GOP senators have decried the bill as unnecessarily expensive — legislative analysis shows it will ultimately cost at least $11 million annually — and complained it could force home health-care workers to pay union dues.
“This truly is the ugly underbelly of politics,” said Sen. Doug Ericksen, R-Ferndale, Saturday during the floor debate.
Sen. Annette Cleveland, D-Vancouver, called the criticism and previous remarks by Republicans about labor a “disrespectful and unfair attacks on unions.”
Cleveland called the proposal’s cost necessary and defended unions by recounting how her father lost his job when she was young, causing the family to struggle.
“The turning point didn’t come until the day my dad secured a full-time union job,” said Cleveland, the bill’s sponsor.
Disclosure vs. privacy
Lawmakers also passed Senate Bill 6079, legislation that weakens Washington’s Public Disclosure Act by exempting public employee dates of birth. That bill passed 25-22.
Senate Democratic Leader Sharon Nelson of Maury Island has said lawmakers are concerned about state employees’ personal information being requested by people harassing them or being posted on the web.
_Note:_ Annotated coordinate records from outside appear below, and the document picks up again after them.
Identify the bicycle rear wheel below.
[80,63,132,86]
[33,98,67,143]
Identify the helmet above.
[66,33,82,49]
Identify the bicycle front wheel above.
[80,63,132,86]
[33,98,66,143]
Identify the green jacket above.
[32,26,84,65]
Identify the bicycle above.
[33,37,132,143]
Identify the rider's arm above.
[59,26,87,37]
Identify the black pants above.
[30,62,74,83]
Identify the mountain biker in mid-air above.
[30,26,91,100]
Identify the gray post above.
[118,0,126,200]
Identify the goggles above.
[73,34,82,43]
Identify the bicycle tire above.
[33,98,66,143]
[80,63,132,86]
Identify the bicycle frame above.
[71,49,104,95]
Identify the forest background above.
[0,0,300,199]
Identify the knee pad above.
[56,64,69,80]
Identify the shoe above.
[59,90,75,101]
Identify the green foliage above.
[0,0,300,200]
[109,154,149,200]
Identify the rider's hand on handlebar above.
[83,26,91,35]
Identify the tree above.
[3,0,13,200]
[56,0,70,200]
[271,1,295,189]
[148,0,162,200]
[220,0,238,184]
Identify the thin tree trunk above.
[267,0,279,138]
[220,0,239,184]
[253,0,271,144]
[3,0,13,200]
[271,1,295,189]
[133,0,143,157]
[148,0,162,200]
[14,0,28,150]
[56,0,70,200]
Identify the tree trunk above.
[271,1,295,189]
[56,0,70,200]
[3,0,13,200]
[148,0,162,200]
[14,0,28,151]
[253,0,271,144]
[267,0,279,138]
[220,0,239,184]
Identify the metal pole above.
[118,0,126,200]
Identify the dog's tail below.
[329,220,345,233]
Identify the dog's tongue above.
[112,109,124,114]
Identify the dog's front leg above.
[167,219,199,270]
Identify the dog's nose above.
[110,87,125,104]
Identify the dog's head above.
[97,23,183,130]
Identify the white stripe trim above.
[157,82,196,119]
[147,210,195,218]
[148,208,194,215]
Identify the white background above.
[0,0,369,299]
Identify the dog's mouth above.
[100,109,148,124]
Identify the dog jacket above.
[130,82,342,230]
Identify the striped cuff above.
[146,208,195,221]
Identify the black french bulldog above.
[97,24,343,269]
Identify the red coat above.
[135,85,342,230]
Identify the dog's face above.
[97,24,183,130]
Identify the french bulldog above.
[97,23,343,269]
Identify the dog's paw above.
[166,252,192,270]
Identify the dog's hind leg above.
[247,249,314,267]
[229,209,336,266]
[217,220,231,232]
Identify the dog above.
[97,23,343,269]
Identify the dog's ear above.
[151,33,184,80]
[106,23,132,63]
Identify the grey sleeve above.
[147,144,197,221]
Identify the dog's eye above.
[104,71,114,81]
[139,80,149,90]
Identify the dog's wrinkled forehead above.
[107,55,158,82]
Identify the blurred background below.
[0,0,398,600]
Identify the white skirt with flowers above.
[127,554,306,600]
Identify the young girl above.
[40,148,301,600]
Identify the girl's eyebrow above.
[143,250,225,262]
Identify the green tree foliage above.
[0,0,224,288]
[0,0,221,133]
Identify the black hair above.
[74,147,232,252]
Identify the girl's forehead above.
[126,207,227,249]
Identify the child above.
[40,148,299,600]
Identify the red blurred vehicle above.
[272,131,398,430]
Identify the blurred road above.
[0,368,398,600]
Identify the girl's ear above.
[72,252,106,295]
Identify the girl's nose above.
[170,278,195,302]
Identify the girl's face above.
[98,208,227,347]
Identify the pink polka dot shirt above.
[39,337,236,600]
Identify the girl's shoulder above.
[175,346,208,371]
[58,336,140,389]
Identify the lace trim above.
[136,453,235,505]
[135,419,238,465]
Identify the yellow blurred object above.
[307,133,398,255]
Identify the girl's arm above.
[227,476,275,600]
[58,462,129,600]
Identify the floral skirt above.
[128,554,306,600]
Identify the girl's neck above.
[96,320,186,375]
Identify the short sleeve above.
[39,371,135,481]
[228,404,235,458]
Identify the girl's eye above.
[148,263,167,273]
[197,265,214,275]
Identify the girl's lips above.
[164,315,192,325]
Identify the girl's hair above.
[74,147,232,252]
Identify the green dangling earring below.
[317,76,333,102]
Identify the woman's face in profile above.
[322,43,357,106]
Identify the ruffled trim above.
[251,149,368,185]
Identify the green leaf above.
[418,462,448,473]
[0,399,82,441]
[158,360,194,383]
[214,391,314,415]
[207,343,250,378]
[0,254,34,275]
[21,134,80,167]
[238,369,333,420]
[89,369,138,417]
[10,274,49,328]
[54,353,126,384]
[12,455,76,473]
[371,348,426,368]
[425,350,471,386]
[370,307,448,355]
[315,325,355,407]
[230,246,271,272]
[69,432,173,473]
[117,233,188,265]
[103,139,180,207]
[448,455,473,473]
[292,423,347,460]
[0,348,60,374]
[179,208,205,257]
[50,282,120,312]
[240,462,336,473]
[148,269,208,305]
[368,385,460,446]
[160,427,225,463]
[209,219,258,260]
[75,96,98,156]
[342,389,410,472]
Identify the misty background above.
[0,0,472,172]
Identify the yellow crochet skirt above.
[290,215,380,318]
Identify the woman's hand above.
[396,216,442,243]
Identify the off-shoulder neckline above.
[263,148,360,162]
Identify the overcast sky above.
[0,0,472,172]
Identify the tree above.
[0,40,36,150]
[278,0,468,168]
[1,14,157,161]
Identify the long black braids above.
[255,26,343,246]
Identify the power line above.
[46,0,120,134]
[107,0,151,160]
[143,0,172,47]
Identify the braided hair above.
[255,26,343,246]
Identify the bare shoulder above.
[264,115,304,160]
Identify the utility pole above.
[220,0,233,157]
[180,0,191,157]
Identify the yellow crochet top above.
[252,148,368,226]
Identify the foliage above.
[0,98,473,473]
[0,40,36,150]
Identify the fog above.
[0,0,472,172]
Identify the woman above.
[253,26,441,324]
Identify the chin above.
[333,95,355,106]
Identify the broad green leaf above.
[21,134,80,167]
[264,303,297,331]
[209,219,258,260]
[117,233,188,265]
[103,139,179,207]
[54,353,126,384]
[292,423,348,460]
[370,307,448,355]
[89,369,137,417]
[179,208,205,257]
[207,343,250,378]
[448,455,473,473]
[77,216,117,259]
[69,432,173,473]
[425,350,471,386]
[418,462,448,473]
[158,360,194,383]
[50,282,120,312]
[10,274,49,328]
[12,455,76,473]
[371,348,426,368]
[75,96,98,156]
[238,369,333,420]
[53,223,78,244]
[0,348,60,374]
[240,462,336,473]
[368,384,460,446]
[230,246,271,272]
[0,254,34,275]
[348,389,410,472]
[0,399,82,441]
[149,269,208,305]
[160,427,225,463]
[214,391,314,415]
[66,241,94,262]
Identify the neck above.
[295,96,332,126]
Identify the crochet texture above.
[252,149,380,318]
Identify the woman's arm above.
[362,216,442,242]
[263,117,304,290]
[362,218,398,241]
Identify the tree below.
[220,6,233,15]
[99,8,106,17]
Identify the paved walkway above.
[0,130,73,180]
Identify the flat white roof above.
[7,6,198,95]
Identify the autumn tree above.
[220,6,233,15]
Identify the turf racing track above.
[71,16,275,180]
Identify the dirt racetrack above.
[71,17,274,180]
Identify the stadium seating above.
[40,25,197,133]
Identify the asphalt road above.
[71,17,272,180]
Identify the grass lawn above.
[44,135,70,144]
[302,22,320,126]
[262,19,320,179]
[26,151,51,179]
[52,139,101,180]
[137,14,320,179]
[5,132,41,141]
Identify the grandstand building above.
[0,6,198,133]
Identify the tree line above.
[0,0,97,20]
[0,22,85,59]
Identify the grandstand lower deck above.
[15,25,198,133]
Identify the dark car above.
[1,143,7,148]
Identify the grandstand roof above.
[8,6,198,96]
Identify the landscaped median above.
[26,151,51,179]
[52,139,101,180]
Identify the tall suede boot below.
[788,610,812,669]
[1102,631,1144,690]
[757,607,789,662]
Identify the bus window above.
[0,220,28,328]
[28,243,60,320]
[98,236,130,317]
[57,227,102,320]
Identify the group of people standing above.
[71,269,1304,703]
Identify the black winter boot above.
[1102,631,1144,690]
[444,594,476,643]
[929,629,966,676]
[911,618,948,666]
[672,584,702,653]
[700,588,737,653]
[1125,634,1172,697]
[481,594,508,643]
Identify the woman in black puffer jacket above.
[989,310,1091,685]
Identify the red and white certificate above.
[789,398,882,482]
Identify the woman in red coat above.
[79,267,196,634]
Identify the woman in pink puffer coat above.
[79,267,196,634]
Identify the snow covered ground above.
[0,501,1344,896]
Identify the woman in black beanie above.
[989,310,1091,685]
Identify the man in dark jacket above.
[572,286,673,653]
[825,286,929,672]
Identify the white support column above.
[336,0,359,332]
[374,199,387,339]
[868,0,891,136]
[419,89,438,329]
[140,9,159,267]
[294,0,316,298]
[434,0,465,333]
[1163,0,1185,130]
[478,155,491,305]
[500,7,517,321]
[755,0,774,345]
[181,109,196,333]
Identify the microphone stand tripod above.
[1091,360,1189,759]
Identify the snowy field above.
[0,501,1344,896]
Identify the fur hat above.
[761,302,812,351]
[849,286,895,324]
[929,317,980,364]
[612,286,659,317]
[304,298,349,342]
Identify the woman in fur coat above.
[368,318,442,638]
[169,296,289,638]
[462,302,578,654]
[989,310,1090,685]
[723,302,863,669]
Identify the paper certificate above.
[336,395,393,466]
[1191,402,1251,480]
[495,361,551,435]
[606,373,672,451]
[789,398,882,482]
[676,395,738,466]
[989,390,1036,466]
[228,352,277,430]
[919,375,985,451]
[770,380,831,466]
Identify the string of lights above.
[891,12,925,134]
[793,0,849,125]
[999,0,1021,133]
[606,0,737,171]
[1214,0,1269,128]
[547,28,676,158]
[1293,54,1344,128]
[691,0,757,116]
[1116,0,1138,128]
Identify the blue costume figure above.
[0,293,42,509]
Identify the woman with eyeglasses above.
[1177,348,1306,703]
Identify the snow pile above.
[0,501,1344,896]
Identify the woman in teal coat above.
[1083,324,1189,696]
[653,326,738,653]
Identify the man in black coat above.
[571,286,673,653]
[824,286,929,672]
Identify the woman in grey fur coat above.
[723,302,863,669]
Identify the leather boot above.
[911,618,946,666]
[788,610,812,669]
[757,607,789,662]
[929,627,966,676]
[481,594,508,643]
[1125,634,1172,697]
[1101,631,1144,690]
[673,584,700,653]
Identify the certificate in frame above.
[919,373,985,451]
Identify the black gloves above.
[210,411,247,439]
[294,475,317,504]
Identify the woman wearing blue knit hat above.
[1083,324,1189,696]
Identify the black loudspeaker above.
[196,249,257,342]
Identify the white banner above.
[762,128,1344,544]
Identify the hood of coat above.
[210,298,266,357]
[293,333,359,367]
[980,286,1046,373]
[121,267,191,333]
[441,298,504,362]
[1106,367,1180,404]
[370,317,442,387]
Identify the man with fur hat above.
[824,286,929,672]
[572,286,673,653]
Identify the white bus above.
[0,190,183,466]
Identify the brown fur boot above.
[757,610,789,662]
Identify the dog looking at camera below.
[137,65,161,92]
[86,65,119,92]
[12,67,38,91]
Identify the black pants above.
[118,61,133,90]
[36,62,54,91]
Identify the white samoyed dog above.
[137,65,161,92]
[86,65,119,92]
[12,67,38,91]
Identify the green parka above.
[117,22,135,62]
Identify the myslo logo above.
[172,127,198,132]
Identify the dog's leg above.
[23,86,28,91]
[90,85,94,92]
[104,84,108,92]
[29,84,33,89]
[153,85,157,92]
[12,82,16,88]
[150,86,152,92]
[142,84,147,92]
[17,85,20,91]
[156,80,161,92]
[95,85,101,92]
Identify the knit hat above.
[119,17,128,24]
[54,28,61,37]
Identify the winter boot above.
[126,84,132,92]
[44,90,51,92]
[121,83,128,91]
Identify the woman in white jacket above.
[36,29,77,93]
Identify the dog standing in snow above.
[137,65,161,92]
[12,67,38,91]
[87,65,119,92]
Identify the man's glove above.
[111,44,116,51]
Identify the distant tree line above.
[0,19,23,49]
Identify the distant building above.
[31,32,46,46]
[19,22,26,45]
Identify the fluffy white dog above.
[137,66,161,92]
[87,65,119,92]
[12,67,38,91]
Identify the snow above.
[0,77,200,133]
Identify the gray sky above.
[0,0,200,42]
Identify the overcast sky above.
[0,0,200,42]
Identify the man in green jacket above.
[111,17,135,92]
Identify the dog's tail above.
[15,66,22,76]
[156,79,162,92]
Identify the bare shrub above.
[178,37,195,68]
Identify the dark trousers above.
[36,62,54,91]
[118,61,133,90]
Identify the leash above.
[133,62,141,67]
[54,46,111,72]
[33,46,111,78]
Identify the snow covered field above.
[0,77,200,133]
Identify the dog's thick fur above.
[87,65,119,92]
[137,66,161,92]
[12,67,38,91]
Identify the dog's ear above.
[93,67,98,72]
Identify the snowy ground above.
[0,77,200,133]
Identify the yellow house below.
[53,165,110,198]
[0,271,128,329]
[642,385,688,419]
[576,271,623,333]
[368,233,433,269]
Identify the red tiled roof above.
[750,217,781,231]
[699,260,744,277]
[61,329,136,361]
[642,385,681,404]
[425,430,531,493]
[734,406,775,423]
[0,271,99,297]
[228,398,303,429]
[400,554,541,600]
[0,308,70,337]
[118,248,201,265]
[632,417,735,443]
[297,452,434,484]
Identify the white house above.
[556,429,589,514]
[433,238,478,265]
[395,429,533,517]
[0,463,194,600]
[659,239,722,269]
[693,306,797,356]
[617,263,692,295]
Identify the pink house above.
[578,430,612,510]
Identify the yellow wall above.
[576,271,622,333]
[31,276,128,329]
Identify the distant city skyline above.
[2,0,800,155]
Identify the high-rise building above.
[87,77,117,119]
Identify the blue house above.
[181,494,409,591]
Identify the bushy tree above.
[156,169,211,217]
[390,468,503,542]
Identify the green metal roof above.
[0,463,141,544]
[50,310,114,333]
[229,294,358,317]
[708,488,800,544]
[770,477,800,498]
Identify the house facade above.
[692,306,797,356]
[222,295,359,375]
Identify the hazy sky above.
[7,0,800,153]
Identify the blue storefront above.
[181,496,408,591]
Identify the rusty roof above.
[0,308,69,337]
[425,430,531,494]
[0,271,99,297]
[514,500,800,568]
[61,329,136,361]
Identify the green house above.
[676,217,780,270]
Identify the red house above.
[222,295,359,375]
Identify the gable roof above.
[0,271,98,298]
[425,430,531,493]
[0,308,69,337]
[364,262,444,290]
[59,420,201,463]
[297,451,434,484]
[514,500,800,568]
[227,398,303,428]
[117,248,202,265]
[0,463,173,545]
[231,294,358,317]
She also acknowledged unions have pushed for the bill.
But Rowland Thompson of Allied Daily Newspapers has said that birth dates are still public in the state’s voter files, meaning people wishing to use that data for nefarious purposes can still get it.
Meanwhile, the bill makes it harder to track and hold accountable state employees who have broken the law or acted improperly, Thompson said in a previous legislative hearing.
Both proposals now go to the state House for consideration.